6. That it ought to be declared as a fundamental order in the constitution of this commonwealth, that the Parliament being the supreme legislative power, is intended only for the exercise of all those acts of authority that are proper and peculiar to the legislative power; and to provide for a magistracy, to whom should appertain the whole executive power of the laws: and no case either civil or criminal to be judged in Parliament, saving that the last appeals in all cases, where appeals shall be thought fit to be admitted, be only to the popular assembly; and also that to them be referred the judgment of all magistrates in cases of maladministrations in their offices.

And in prosecution of these principles, your petitioners humbly propose for the settlement of this commonwealth, that it be ordained,

1. That the Parliament, or the supreme authority of England, be chosen by the free people, to represent them with as much equality as may be.
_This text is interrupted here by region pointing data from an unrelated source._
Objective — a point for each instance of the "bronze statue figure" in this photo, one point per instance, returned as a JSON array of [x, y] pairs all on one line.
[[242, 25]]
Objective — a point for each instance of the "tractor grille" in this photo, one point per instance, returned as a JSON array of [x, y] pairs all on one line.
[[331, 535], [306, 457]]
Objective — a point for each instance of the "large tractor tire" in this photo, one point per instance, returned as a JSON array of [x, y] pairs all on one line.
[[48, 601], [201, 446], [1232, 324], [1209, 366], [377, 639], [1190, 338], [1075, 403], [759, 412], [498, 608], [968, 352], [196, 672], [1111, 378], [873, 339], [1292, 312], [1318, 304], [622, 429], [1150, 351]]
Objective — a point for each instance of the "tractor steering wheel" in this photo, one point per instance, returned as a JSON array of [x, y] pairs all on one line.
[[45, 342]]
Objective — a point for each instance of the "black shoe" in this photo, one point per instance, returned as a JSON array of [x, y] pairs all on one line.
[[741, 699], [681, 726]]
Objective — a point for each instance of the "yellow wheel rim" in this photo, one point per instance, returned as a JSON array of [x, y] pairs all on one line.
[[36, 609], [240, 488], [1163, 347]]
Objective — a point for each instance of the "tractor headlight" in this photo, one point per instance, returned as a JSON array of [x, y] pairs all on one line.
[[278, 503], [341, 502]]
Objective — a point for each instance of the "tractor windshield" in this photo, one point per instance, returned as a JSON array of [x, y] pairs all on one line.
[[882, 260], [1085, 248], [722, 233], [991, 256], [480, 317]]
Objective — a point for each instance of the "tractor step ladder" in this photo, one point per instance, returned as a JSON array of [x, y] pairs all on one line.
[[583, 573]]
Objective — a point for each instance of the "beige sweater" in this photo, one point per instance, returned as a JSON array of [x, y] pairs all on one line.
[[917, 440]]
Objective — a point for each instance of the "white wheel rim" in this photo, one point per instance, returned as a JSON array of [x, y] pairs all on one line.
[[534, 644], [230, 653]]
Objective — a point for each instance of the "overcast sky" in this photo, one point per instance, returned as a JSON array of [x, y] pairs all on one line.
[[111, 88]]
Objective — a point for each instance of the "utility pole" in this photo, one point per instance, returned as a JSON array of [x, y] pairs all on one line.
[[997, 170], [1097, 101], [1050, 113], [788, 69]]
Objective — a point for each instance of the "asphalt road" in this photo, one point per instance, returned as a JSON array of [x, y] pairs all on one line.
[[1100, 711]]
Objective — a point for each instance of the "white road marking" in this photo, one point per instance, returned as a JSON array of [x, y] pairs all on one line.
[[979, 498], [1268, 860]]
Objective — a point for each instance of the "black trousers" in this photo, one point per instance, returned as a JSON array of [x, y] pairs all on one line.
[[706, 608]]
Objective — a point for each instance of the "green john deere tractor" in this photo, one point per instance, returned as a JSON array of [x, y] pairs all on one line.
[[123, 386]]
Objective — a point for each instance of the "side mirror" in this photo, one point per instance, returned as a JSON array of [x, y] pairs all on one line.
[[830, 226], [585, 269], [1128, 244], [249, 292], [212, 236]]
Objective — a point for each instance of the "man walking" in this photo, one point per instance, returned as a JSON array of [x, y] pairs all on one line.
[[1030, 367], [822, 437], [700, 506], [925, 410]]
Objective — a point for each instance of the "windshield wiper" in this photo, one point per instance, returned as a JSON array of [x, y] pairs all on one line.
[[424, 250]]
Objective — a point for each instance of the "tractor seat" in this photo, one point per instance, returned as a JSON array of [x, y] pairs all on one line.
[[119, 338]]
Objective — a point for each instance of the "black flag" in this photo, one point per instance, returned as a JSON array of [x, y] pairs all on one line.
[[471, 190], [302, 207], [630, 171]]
2. That a Parliament of England shall consist of two assemblies, the lesser of about three hundred, in whom shall reside the entire power of consulting, debating, and propounding laws: the other, to consist of a far greater number, in whom shall rest the sole power of resolving all laws so propounded.

3. That the free people of England, in their respective divisions at certain days and places appointed, shall forever annually choose one third part to each assembly, to enter into their authority, at certain days appointed the same days, the authority of a third of each of the said assemblies to cease, only in the laying the first foundation in this commonwealth's constitution: the whole number of both the assemblies to be chosen by the people respectively, viz., one third of each assembly to be chosen for one year, one third for two years, and one third for three years.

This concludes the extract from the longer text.